House Passes Bill to Give States Option to Extend Postpartum Medicaid Coverage to New Moms

Medicaid and CHIP cover nearly half of all births each year and have critical roles to play to ensure access to postpartum care that supports the lifelong health of mother and baby together. The Helping MOMS Act, passed with a bipartisan majority voice vote in the U.S. House of Representatives this week, would give states a clearer path to ensure that Medicaid and CHIP support women in the postpartum year as they build an essential bond with their child, setting the family on a healthy path.

The bill would give states the option to cover women in pregnancy-related Medicaid and CHIP coverage for one year after delivery, extending their coverage well beyond the current cutoff of 60 days after the end of the pregnancy.  Introduced by Reps. Robin Kelly (D-IL), Michael Burgess (R-TX), Lauren Underwood (D-IL), Cathy McMorris Rodgers (R-WA), Ayanna Pressley (D-MA), and Buddy Carter (R-GA), the bill unanimously passed the U.S. House of Representatives.

Currently, states can only receive federal matching funds to extend postpartum coverage beyond 60 days through a Section 1115 waiver. Three states (Illinois, New Jersey, Missouri) have applied for some version of a postpartum coverage extension waiver, but no state has been approved by CMS. Even more states– more than 20— are on a path to do the same. Still other states, notably California and Texas, are using state-only funds to offer more limited benefits to a subset of postpartum women.

Instead of a waiver application, the bill allows states to submit a Medicaid and CHIP State Plan Amendment (SPA) if they choose to extend coverage for the full postpartum year.

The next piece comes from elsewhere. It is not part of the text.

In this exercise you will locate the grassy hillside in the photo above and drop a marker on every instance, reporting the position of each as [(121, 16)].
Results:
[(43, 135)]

States that opt to extend postpartum coverage to women in Medicaid must extend coverage to pregnant women covered in CHIP as well.

After the current 60 day postpartum period ends, states could either offer the current Medicaid benefit package that all mandatory populations in the state receive (which for mothers under age 21 would include the EPSDT benefit), or a benefit package determined by the HHS Secretary to be “substantially similar.” The original bill language included a five percentage point increase in the federal matching rate (FMAP) to incentivize states to take up the option, but that language was dropped from the version that passed.

In addition to coverage, there’s also an effort to close some research gaps in the search for better birth outcomes for women in Medicaid and CHIP. The legislation directs the Medicaid and CHIP Payment and Access Commission (MACPAC) to publish a report on state Medicaid coverage of doula services and make recommendations for increasing access to doula services in Medicaid. GAO too must publish, two years after enactment, a report on gaps in coverage for pregnant and postpartum women in Medicaid and CHIP and to compare rates of insurance churn and mortality and morbidity in the states that elect the postpartum coverage extension and the states that do not.

The bipartisan bill, which now moves to the Senate, responds to the alarming maternal mortality crisis in the U.S., the only developed country in the world where the rate of maternal death is continuing to rise. About 700 women die each year due to pregnancy-related complications. According to the Centers for Disease Control and Prevention (CDC), about 31 percent occur during pregnancy, 36 percent happen during delivery or the week after, and 33 percent of the deaths occur one week to one year after delivery. When Medicaid and CHIP coverage ends at 60 days postpartum, many women become uninsured and miss out on critical access to treatment. Cardiomyopathy, or a weakened heart muscle, is the leading cause of death for women nationally in the week to one year after delivery. About three out of five pregnancy-related deaths are preventable, the CDC reported.

Black women and American Indian/Alaska Native women bear the brunt of the disparity. Nationally, Black women and American Indian/Alaska Native women are two to three times more likely to die from a pregnancy-related cause than white women. In some states the disparity is even wider — in Illinois, for instance, non-Hispanic Black women in the state have a shocking rate of maternal mortality six times higher than non-Hispanic White women.

Postpartum coverage extension is one important step to address this alarming trend. CCF and a coalition of 279 national, state, and local partners called on HHS Secretary Alex Azar this  summer to approve the pending Medicaid waiver applications to extend postpartum coverage, both to support health equity and test whether extending Medicaid coverage can reduce the maternal death rate for populations at highest risk, including women with low incomes and communities of color.

This bill is one small piece of a larger national call for improvements in Medicaid coverage for pregnant and postpartum people, including a package of bills known as the “Momnibus” that includes significant improvements in the maternal health care system, such as investments in research, innovative payment models, and specific funding to community-based organizations that are working to improve maternal health outcomes for Black women.

For years, advocates, including the National Birth Equity Collaborative, Black Mammas Matter Alliance, American College of Obstetrics and Gynecology, March of Dimes, and other maternal health groups have called for improvements in Medicaid to address maternal health equity, coverage extensions that expand access, and better data to understand the causes and prevention of maternal deaths.

Maggie Clark is a Program Director at the Georgetown University McCourt School of Public Policy’s Center for Children and Families.